This project focuses on detecting duplicate question pairs from the Quora dataset using various machine learning techniques. The goal is to predict whether two questions are semantically similar (duplicates) or not, which is a common natural language processing (NLP) problem.
Quora’s question pairs dataset contains pairs of questions along with labels indicating whether the questions are duplicates. This project explores different approaches to feature extraction and modeling to improve duplicate detection performance.
-
train.csv
The dataset containing question pairs and their duplicate labels. -
initial_EDA.ipynb
Exploratory Data Analysis (EDA) to understand dataset characteristics such as distribution of duplicates and question lengths. -
applying-only-BOW.ipynb
Implements a Bag of Words (BoW) approach to convert text into features, followed by training a classifier. -
applying-BOW-With-basic-features.ipynb
Enhances BoW features by adding basic text features like common word count and question length, improving model performance. -
applying-Word2Vec.ipynb
Uses Word2Vec embeddings to represent questions as dense vectors and applies machine learning models for classification.
- Comprehensive analysis of the Quora question pairs dataset.
- Multiple feature extraction techniques: BoW and Word2Vec embeddings.
- Incorporation of additional textual features to boost model accuracy.
- Step-by-step Jupyter notebooks showcasing model building and evaluation.
- Clone the repository:
git clone https://github.com/TulsiBasetti/Quora-Question-pair-Using-ML.git
- Install the required Python packages (use a virtual environment recommended)

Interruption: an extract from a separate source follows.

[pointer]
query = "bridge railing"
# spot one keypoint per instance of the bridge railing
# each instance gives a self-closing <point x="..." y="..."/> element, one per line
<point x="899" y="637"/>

pip install -r requirements.txt
- Open and run the Jupyter notebooks in the order:
initial_EDA.ipynb
applying-only-BOW.ipynb
applying-BOW-With-basic-features.ipynb
applying-Word2Vec.ipynb
- Python 3.x
- pandas
- numpy
- scikit-learn
- nltk
- gensim
- matplotlib
- seaborn
- jupyter
- xgboost
The Quora Question Pairs dataset used in this project can be found on Kaggle or included as train.csv
in the repository.